Normal bir çocuk değildim. Hiç normal hissetmedim. Hiçbir zaman da olamadım. Hep kendimi farklı hissediyordum ve hâlâ öyle hissediyorum.
Hastalığımın ismi Sma: Spinal Musküler Atrofi (Omuriliğe Bağlı Kas Atrofisi). Sma: kas hastalığı - güçsüzlüğü şeklinde de biliniyor tabii. Omuriliğin ön kök yapısında, motor nöronlar -yani hareket hücreleri- bulunur. Ve vücudun kaslarını kontrol eder. Peki bu olay nasıl gerçekleşir? Merkezi sinir sistemindeki sinir lifleri, yani aksonlar, uyarıyı sinir hücrelerine ulaştırır. Motor nöronlar da hareket meydana gelmesi için sinyalleri omurilikten kaslara iletir.

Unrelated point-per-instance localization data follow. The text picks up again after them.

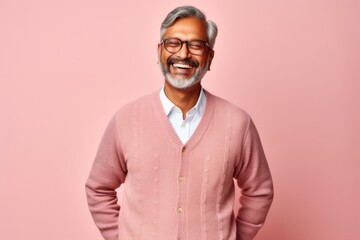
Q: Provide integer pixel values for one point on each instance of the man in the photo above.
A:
(177, 151)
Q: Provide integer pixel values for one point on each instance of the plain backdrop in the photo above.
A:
(66, 66)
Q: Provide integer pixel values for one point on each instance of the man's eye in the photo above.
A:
(195, 46)
(173, 44)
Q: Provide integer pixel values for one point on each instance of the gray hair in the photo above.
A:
(190, 11)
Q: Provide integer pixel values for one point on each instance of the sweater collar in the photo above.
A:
(169, 106)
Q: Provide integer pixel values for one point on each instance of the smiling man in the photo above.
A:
(177, 152)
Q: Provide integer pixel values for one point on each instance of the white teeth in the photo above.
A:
(180, 65)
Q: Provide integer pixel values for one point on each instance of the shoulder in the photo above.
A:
(224, 107)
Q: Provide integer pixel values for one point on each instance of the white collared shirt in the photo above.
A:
(184, 128)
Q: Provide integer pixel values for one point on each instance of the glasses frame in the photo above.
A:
(205, 44)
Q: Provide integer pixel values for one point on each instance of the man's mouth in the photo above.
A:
(182, 65)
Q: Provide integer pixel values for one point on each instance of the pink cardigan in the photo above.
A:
(175, 191)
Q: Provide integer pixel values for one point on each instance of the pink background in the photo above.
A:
(66, 66)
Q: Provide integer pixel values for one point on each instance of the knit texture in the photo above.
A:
(174, 190)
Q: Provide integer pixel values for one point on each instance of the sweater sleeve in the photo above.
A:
(254, 179)
(107, 174)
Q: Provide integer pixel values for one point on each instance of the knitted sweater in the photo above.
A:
(173, 190)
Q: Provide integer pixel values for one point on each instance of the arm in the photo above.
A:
(107, 174)
(254, 179)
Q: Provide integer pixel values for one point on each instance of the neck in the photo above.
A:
(184, 99)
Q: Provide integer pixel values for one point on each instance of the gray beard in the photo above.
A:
(181, 83)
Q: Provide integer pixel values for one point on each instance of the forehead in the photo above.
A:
(187, 29)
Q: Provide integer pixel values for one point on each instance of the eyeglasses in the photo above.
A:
(174, 45)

Böylece vücudumuzdaki hareket meydana gelir. Fakat Smn proteini yeterince üretilmediği zaman motor nöronlar -hareket hücreleri- küçülmeye ve hatta zamanla yok olmaya başlar. Bu eksiklik 5. kromozomdaki SMN1 adlı genin genetik kusurundan kaynaklı protein üretmemesi sonucu oluşur. Protein üretmediği için motor nöronlar gelişemez. Motor nöronların kaybı sonucunda bireyin vücudunda çok ciddi bir güçsüzlük meydana gelir. Bu güçsüzlüğü ise zamanla ''Atrofi'' yani kas kaybı, kas geriliği, kas erimesi takip eder. Yani bu proteinin eksikliği, kas kaybı, kas zayıflığı ve kas erimesine neden oluyor ve zamanla belirtiler gittikçe artıyor. Vücuttaki kasları tutarak, hareket kabiliyetini sınırlıyor.
Sma'nın bilinen 4. türü var. Ve uzmanlar her bir türün de, kendi içinde 400 türü olduğunu söylüyorlar. Hastalık her bireyde farklı bir şekilde kendini gösterebiliyor.
Sma tip 1: Solunum desteği olmadan çok yaşayamıyor. Ve ne yazık ki yatağa bağımlı yaşıyor. Konuşma, tepki, reflekslere sahip değiller. Hastalık bütün vücudu etkiliyor. Gece gündüz, sürekli olarak detaylıca ilgilenmek gerekiyor.
ŞİMDİ OKUDUĞUN
Zehirin İlacı (Gerçek Bir Hayat Hikayesi)
VampirosDoğduğu günden beri, ölümcül bir hastalık yüzünden eve mahkum olan Dila, yeni tanışmış olduğu kişi aracılığı ile bir zehir sayesinde, sağlığına kavuşabilecek mi? Yeni hayatına uyum sağlayabilecek mi? Nasıl ortaya çıktığı bilinmeyen, çok eski bir zeh...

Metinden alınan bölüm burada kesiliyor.